Amenity: parking, Count: 371
Amenity: school, Count: 158
Amenity: post_office, Count: 79
Amenity: toilets, Count: 79
Amenity: restaurant, Count: 65
Amenity: grave_yard, Count: 27
Amenity: fast_food, Count: 26
Amenity: hospital, Count: 25
Amenity: place_of_worship, Count: 22
Amenity: cafe, Count: 21
Amenity: fuel, Count: 19
Amenity: bank, Count: 14
Amenity: drinking_water, Count: 14
Amenity: fire_station, Count: 12
Amenity: pharmacy, Count: 10


##### What is the most eaten in Lake Tahoe
```
1. Burger
2. Mexican
3. Pizza
3. American
3. Sandwich
```

In [37]:
def make_pipeline():
    # complete the aggregation pipeline
    pipeline = [
         {"$match": {"point_info.cuisine": { "$ne": None }}}, 
         {"$unwind": "$point_info"},
         {"$group": {"_id" : "$point_info.cuisine", "count" : {"$sum": 1} }},
         {"$sort" : { "count" : -1 } }
        ]
    return pipeline

def aggregate(db, pipeline):
    return [doc for doc in db.tahoe.aggregate(pipeline)]

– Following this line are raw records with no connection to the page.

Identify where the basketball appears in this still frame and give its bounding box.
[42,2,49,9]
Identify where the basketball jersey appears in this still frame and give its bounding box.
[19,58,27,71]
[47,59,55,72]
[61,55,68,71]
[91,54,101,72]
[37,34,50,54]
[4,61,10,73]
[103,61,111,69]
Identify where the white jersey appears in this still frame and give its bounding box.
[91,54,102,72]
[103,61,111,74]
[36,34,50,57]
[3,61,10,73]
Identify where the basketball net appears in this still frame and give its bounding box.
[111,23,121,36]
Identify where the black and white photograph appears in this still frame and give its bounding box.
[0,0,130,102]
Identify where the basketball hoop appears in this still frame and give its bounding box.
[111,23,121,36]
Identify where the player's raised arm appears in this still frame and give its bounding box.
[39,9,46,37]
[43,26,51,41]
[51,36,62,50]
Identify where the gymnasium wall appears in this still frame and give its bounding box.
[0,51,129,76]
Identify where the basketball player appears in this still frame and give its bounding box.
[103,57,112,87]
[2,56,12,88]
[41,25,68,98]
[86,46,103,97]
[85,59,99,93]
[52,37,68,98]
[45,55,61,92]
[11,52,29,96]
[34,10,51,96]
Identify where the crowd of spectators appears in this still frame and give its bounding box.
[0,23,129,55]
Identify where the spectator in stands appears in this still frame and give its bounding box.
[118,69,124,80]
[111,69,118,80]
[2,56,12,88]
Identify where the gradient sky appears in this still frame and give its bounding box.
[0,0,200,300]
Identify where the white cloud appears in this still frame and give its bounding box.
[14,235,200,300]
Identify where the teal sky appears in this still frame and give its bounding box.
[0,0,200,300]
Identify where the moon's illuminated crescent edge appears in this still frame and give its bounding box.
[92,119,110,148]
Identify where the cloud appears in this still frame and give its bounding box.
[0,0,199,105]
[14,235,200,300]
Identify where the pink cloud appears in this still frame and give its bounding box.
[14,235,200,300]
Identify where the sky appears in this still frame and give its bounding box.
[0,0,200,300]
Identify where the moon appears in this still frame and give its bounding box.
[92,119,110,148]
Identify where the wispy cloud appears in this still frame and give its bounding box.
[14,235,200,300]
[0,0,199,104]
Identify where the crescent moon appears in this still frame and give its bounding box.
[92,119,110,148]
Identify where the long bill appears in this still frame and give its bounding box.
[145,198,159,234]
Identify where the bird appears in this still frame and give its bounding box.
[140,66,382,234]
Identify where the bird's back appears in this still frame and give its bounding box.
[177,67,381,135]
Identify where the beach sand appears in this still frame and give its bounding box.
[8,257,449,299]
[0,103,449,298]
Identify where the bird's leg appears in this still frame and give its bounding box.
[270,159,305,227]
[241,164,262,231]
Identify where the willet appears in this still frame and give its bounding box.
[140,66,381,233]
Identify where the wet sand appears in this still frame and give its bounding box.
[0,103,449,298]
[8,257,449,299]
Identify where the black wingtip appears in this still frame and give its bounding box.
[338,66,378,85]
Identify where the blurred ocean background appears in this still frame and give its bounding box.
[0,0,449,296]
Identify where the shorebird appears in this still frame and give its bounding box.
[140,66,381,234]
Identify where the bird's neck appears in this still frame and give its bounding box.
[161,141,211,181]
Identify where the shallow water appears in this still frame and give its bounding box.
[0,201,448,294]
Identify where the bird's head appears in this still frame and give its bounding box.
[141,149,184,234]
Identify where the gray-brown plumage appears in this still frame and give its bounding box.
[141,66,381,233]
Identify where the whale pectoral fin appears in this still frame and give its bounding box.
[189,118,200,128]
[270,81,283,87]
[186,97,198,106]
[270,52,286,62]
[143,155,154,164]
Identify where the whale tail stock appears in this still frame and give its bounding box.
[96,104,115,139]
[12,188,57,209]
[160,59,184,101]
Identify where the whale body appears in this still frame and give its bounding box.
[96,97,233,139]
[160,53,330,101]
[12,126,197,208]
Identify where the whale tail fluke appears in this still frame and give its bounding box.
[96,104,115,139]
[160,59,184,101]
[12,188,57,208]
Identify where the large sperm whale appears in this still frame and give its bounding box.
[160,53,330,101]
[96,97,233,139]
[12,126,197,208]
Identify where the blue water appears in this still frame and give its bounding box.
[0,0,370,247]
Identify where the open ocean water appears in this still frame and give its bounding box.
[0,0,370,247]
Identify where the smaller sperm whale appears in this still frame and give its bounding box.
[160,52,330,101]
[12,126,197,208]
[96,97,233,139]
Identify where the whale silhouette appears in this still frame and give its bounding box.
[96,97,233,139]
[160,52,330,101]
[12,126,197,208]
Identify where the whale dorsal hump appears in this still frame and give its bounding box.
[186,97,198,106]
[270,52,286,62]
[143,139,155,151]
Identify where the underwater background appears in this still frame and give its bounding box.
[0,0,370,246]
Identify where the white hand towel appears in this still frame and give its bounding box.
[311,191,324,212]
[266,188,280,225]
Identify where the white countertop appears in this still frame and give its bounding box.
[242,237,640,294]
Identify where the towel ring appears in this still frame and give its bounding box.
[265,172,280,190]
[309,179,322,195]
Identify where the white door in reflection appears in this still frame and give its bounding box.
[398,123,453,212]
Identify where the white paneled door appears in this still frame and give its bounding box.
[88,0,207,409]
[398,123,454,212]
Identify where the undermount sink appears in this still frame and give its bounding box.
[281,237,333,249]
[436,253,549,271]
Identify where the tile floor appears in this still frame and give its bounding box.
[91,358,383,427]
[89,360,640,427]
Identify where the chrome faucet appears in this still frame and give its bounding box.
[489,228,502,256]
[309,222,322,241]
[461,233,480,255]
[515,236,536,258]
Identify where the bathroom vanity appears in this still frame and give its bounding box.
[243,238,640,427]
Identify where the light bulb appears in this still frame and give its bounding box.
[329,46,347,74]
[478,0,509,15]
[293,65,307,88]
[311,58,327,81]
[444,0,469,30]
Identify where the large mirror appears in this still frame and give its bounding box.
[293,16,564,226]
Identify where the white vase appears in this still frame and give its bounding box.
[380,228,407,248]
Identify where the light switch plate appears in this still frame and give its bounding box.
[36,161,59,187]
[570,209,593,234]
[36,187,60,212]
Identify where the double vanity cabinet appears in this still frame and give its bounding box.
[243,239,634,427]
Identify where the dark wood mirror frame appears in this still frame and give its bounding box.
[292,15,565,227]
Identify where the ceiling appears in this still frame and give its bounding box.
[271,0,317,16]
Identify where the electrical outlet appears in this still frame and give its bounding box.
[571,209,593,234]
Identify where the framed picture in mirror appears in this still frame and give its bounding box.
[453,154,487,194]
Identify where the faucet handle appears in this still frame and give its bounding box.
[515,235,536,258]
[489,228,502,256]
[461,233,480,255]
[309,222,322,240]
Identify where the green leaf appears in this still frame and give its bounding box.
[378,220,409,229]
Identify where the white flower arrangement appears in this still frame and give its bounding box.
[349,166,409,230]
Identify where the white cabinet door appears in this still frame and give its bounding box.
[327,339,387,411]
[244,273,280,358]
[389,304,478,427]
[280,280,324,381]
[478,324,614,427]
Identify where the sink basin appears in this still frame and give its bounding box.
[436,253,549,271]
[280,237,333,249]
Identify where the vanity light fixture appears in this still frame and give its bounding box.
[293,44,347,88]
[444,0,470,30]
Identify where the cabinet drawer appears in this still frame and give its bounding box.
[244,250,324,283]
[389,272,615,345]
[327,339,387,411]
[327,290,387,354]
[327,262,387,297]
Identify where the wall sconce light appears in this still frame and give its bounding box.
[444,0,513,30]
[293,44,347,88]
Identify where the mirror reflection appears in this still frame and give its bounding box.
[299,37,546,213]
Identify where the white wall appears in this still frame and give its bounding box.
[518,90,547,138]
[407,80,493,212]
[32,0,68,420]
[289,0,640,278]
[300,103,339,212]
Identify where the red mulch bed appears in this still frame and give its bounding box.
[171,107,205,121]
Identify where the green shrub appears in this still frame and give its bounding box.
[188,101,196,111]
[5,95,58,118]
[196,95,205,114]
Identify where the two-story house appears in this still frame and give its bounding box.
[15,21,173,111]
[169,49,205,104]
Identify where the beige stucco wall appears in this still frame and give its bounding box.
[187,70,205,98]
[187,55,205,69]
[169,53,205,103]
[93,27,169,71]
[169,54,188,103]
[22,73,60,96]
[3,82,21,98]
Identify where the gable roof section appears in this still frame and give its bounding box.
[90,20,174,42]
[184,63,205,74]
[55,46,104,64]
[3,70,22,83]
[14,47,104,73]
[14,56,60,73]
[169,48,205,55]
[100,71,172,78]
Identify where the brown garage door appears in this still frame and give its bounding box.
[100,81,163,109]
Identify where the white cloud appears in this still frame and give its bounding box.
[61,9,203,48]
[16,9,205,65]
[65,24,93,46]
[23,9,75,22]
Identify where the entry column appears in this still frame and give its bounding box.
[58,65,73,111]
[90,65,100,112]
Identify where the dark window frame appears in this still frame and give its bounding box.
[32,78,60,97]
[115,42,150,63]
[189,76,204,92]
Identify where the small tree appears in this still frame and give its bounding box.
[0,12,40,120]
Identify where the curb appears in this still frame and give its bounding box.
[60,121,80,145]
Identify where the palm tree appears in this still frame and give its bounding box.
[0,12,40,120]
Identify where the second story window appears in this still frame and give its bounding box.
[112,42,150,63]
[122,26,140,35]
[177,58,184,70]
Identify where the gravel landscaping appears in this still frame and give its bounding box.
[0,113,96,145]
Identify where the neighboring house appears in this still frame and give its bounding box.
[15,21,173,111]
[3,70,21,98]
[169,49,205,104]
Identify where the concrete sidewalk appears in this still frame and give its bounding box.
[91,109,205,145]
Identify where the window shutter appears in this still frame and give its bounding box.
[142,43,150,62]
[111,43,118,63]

pipeline = make_pipeline()
result = aggregate(db, pipeline)

for r in result:
    print 'Cuisine: {0}, Count: {1}'.format(r['_id'],r['count'])

Cuisine: burger, Count: 8
Cuisine: mexican, Count: 7
Cuisine: pizza, Count: 5
Cuisine: american, Count: 5
Cuisine: sandwich, Count: 5
Cuisine: coffee_shop, Count: 4
Cuisine: chicken, Count: 3
Cuisine: thai, Count: 3
Cuisine: sushi, Count: 2
Cuisine: italian, Count: 2
Cuisine: regional, Count: 2
Cuisine: german, Count: 1
Cuisine: Hawaiian, Count: 1
Cuisine: chinese, Count: 1
Cuisine: asian, Count: 1


#### Some trick I learned from above

- Substring; pick up year from timestamp
```
"year":{"$substr": [ "$created.timestamp", 0, 4 ]}}
```

- Group with Nested element
```
 {"$unwind": "$point_info"},
 {"$group": {"_id" : "$point_info.amenity", "count" : {"$sum": 1} }}
```

- Multiple sort key
```
{"$sort" : { "year" : -1, "count" : -1} }
```

### Conclusion

In "Detail of contribution by user and year" section, I planned to get the most contributed user in each year. But I couldn't figure out the way to sort and limit in each year.  
MongoDB is still not handy for me, however, we don't need to transform json format to save in database, this feature is quite attractive.